川淵 コロナ禍も昨年から少し回復して、サッカーがまず、あれだけ頑張って、「スポーツの力」というエネルギーがどれほど大きいものかを改めて確認できた。次は、さぁWBCだぞ、となりましたよね。ですから、サッカーで味わったように、日本代表選手たちを、国民みんなでもう1回応援するんだ、という高揚感や楽しさを消したくなかったんですね。

栗山 川淵さんにWBCについてこうして熱く話していただけるなんて嬉しいです。

川淵 いやもう、テレビに釘付けでしたよ。僕は、代表選手たちをみんなで応援できるのも、コロナ禍を乗り越えた、とても大きな喜びだと手応えを感じました。この思いを何とかサッカーのいい流れから繋げたいと考えていました。とにかく準決勝のメキシコだけには負けないでくれと。決勝に行って、アメリカに負けても、今回はメジャー・リーガーも合流していたし、国内も素晴らしい選手たちが揃っていたんですから、何も、とがめられるものではない。とにかく決勝さえ行ってくれれば……頼む、負けてくれるなよって強く思いました。頼む、勝ってくれよ、じゃなくて、負けてくれるな! なんて、あんな切実な思いでスポーツを観たのは初めてだと思います。負けてくれるな! と祈りながら。反対に決勝はすごくリラックスして見てられたんですが、準決勝が本当にしんどかったですね。ドラマティックでね。なかなか結果が出なかった村上宗隆を栗山さんは信じて使い続けているんだから、村上を信じようとか、やっぱり選手の気持ちというか、つい熱くなってしまいすみません。

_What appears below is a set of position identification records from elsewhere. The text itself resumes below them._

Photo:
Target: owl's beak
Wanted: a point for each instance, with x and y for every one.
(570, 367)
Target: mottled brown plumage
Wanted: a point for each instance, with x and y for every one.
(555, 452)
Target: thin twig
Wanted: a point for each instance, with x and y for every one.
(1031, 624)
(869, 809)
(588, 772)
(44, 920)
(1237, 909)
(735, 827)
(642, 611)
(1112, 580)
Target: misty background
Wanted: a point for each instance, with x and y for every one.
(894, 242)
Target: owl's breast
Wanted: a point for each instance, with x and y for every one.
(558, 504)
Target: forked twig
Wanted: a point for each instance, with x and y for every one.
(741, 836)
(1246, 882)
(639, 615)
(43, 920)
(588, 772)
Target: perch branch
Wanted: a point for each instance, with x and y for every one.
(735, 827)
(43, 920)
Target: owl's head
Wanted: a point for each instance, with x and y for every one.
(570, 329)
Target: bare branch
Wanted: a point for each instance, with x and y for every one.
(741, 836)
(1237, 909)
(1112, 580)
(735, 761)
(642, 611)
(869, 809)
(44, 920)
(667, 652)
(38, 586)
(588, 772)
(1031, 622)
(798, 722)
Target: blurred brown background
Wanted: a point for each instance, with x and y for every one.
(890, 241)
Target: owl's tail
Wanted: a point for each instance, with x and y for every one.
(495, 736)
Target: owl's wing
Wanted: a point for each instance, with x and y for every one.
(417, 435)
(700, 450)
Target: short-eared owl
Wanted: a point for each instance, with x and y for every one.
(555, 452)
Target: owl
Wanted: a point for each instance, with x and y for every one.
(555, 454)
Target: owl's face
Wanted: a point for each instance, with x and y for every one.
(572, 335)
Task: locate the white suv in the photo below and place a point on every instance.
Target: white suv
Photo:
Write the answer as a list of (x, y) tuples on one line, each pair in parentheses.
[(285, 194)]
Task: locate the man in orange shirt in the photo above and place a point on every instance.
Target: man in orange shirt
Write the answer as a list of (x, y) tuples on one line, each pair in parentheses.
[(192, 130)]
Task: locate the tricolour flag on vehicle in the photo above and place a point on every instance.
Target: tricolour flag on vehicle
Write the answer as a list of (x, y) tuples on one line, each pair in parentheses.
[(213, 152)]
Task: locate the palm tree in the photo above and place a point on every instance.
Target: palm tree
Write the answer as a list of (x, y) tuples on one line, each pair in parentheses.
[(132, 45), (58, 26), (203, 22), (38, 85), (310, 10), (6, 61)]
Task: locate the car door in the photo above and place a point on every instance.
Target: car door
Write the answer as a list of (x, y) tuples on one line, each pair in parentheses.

栗山 いえ、こんなにも色々な要素を考えてWBCを見て下さったんだと分かって、それに感激していました。でも日本代表という集団に関しては、僕自身本当に初めての経験でしたし、選手としても、監督としても日本代表が分からないのに、どうやって選手や、観て下さっている人に、日本を背負うんだ、プライドを持とう、などと伝えられるんだろうか、言葉だけにならないか、実はとても不安でした。

 どういうものかが分からなかった手探りの中で、森保一監督(サッカー日本代表)にお会いできて、森保さんは、選手としても監督としても、国を背負う戦いをもう長く経験している方だったので伺ってみたんです。森保さんは、国歌を聞いて、日の丸が上がっていくのを選手と一緒にグラウンドレベルで経験したらもう大丈夫、絶対に、そういう気持ちが分かりますから、と言って下さったんです。それは本当に大きな支えでしたし、実際にその感覚は分かりました。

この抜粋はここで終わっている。